Add to that the difficulties presented by being cross-cultural.  English more than any other subject is thinly disguised assimilation.  Freshman comp at any college is really teaching (arbitrarily) how to be the kind of person wanted.  This is relatively conscious when dealing with two different cultures, but now the college -- like everything else -- is engulfed in a new culture that is a matter of generations rather than countries.  Students entering college today have formidably developed brains when it comes to visual literacy (non-verbal interpretation of metaphor and gesture) and are often multi-lingual, one of those languages being that of the “thumb-bumpers” who text/photo/send in a constant stream.  They can interpret and absorb vids more quickly than I can figure out what I’m looking at.  What they have to say to each other is often reduced to like/dislike, which seems to have more to do with solidarity than emotion.  They speak in music -- not name that tune, but the literal music.  Not the lyrics -- what adult can understand them anyway?  The style and thrust, the magic of it, the consciousness.

It’s folly to oppose or suppress this, but some professors understand that to be their task, like missionaries intent on suppressing tribal ceremonies.  The young prof became quite emotional and felt she was insulted by my remarks -- partly, I think, because she didn’t understand what I was saying (not that I was that clear) and partly because she herself is being “graded” hierarchically by the administration in a self-contradicting way.  She should not flunk a lot of kids but they should all conform to expectations.   At some point she will get past this stuff and have the clarity to see the human beings behind the writing.  That’s when the deeper and more worthy struggle begins.   Part of it will be keeping the job.

1 comment:

Rebecca Clayton said...

I was struck by your observation about academic credentials "automatically entitled by attendance, necessarily signed, and open to negotiation like a treaty."

For the past 10 years, I've taught adult education classes and distance ed college classes in rural West Virginia. The hardest thing in GED preparation is convincing people that they need to learn some skills in order to pass the test and receive the GED. I explain, they look at me and nod, fill out paperwork, then wait (patiently, at first) for me to "give" them the GED.

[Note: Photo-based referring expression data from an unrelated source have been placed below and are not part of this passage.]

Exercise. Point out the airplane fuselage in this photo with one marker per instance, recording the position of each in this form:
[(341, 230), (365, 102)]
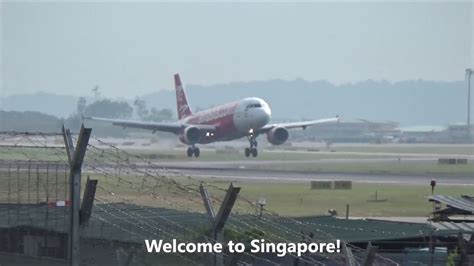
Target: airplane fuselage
[(232, 120)]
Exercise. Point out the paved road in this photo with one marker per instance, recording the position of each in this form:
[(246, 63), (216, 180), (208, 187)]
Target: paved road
[(259, 175)]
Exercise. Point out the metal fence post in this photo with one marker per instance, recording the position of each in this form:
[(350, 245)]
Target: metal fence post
[(76, 158), (221, 217)]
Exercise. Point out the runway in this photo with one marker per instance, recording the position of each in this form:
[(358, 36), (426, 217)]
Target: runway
[(292, 176)]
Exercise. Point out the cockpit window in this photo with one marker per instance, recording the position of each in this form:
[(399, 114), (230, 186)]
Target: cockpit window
[(253, 105)]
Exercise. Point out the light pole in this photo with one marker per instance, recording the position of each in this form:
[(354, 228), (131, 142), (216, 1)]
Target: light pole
[(468, 75)]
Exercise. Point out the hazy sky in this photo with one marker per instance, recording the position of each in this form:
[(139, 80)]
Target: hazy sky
[(132, 49)]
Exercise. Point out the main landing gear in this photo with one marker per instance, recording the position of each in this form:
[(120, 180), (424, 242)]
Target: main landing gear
[(253, 147), (192, 150)]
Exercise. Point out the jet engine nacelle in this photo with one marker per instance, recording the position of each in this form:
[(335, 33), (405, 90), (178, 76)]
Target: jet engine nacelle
[(277, 135), (192, 135)]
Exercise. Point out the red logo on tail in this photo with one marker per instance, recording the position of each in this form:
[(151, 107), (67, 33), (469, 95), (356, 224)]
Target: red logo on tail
[(181, 100)]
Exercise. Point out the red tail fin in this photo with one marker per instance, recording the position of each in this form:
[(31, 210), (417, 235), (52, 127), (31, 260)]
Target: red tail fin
[(181, 100)]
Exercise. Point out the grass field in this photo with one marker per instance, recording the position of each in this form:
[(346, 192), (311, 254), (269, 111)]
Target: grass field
[(403, 167), (297, 199), (300, 200)]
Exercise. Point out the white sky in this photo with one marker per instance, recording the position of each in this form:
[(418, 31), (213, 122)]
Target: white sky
[(132, 49)]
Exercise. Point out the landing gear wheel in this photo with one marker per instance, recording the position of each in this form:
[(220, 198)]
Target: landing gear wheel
[(196, 152), (247, 152), (254, 152)]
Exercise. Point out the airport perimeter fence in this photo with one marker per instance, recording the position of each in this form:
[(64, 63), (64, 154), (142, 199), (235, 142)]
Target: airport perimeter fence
[(135, 199)]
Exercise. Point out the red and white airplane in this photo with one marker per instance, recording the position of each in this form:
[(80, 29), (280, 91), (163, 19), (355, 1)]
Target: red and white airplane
[(248, 117)]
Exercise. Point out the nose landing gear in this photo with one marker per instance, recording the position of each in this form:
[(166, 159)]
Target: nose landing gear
[(193, 151), (253, 147)]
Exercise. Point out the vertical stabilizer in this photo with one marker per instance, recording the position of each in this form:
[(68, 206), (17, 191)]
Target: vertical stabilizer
[(181, 100)]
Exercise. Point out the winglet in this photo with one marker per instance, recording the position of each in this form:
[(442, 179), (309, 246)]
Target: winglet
[(181, 99)]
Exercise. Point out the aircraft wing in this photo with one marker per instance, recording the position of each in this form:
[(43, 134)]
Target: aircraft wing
[(302, 124), (173, 127)]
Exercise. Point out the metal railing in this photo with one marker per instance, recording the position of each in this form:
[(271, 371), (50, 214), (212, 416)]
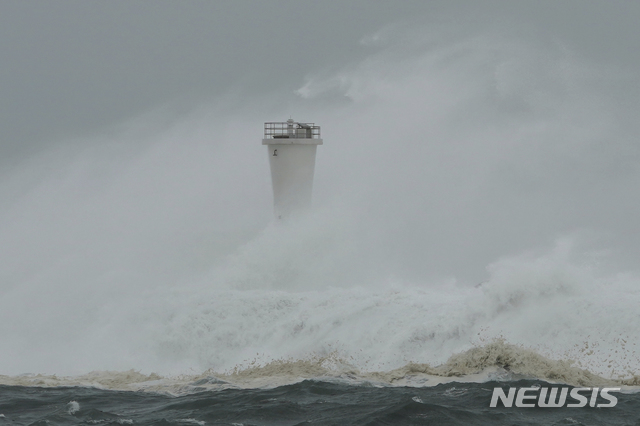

My husband suggested, "They think it's something you apply for, like unemployment." They fill out forms, someone decides yes-or-no, they get the benefits, or not. The yes-or-no is delivered by some inscrutable power.

I'm currently working with community college students who aren't "college-ready." (It's called "developmental education" these days.) Many take that same passive approach to their placement in developmental (non-credit) classes. We tell them how to study for the placement test, really, how to beat the placement test, but most don't do it, even to save tuition money and speed graduation.